Pretreatment of rabbit peritoneal neutrophils at 37 degrees with 10-35 microM L-1-tosylamide-2-phenylethyl chloromethyl ketone (TPCK) decreases by 20-50% the detectable number of f Met-Leu-[3H]Phe binding sites. Greater TPCK concentrations, between 50 and 100 microM, cause less of a decrease or actually increase peptide binding activity to a level greater than that of untreated cells.
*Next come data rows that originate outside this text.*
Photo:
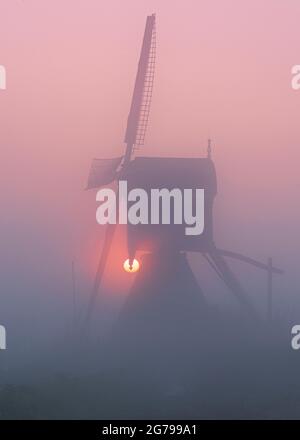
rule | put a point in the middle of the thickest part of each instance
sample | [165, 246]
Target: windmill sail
[142, 94]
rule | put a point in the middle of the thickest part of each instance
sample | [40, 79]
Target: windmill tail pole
[100, 271]
[233, 284]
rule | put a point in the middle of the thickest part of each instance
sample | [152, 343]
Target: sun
[134, 268]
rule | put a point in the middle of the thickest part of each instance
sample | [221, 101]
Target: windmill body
[161, 241]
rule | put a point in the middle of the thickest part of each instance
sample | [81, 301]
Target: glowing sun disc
[135, 266]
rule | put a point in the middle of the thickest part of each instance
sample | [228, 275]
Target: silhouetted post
[270, 291]
[74, 296]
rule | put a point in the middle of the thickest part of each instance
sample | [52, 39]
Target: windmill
[156, 172]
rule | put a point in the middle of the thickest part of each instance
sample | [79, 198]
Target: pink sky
[223, 71]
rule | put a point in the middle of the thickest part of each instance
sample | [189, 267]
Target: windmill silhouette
[166, 243]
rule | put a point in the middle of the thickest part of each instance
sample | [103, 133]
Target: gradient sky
[223, 71]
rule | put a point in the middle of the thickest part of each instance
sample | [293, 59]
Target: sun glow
[134, 268]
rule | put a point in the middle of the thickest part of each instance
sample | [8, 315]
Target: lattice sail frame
[147, 94]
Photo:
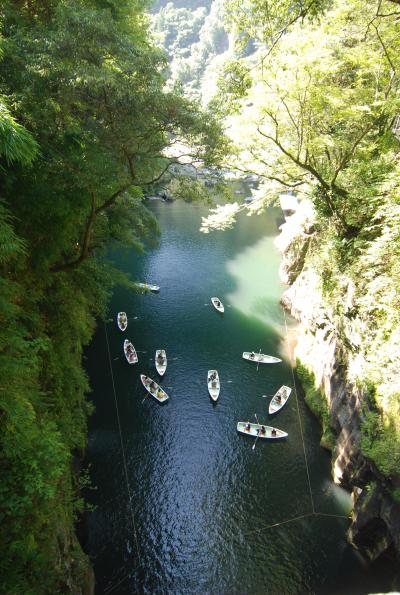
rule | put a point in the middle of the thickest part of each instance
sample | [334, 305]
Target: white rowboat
[148, 287]
[260, 358]
[279, 399]
[122, 321]
[161, 361]
[213, 384]
[255, 430]
[218, 305]
[130, 352]
[154, 389]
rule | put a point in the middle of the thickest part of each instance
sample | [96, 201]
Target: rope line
[299, 416]
[122, 446]
[297, 518]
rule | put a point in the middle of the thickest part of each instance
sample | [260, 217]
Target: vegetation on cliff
[85, 120]
[315, 110]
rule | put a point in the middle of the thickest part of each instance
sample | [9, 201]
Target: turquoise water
[183, 502]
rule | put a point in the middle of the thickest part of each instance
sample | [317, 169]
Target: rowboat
[256, 430]
[122, 321]
[148, 287]
[130, 352]
[153, 388]
[213, 384]
[279, 399]
[218, 305]
[161, 361]
[260, 358]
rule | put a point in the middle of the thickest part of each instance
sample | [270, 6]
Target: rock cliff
[330, 347]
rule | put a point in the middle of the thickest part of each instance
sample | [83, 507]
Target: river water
[183, 503]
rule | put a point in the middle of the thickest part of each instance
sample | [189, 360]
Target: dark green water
[183, 503]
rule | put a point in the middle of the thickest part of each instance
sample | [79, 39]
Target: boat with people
[148, 287]
[161, 361]
[154, 389]
[279, 399]
[260, 431]
[213, 384]
[130, 352]
[260, 358]
[122, 321]
[218, 305]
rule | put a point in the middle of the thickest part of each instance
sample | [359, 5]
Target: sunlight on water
[257, 293]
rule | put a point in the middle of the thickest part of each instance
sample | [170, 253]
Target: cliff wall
[332, 347]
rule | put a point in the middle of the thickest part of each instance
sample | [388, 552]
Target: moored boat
[213, 384]
[161, 361]
[153, 388]
[260, 431]
[218, 305]
[130, 352]
[260, 358]
[148, 287]
[279, 399]
[122, 320]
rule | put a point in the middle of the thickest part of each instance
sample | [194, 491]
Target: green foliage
[86, 124]
[16, 144]
[193, 38]
[317, 403]
[380, 441]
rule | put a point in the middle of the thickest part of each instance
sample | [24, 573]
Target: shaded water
[184, 504]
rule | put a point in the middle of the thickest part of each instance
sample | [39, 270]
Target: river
[183, 503]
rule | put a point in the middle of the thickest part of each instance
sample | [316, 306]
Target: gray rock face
[328, 346]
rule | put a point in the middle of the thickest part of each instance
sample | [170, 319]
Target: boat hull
[161, 366]
[276, 404]
[218, 305]
[131, 357]
[154, 389]
[255, 431]
[260, 358]
[148, 287]
[213, 384]
[122, 325]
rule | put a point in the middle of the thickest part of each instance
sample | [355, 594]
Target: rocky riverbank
[332, 355]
Furthermore, Scatchard analysis indicates that the sites detected on neutrophils after TPCK treatment have 1.2-3.2 fold lower apparent Kd (higher affinity) than those detected on untreated, control cells (1.1 +/- 1.7 X 10(-8) M vs 1.7 +/- 1.5 X 10(-8) M, P less than 0.02). Thus, TPCK treatment of rabbit peritoneal neutrophils causes both a decrease in f Met-Leu-[3H]Phe receptors and increases the affinity of the remaining sites. In addition, peritoneal neutrophils incubated at 37 degrees without TPCK were found to rapidly express additional f Met-Leu-[3H]Phe receptors. These additional sites, however, were not evident on neutrophils incubated at 37 degrees with TPCK. Concomitantly with the expression of additional sites, neutrophils placed at 37 degrees were found to spontaneously release small amounts of lysozyme. However, since equivalent amounts of lysozyme were released by cells incubated with or without TPCK, we are unable to state whether expression of the additional sites is due to neutrophil degranulation. Finally, although rabbit peripheral blood neutrophils also show an increase in binding sites at 37 degrees, treatment of these cells with TPCK does not cause a decrease in their f Met-Leu-[3H]Phe binding activity.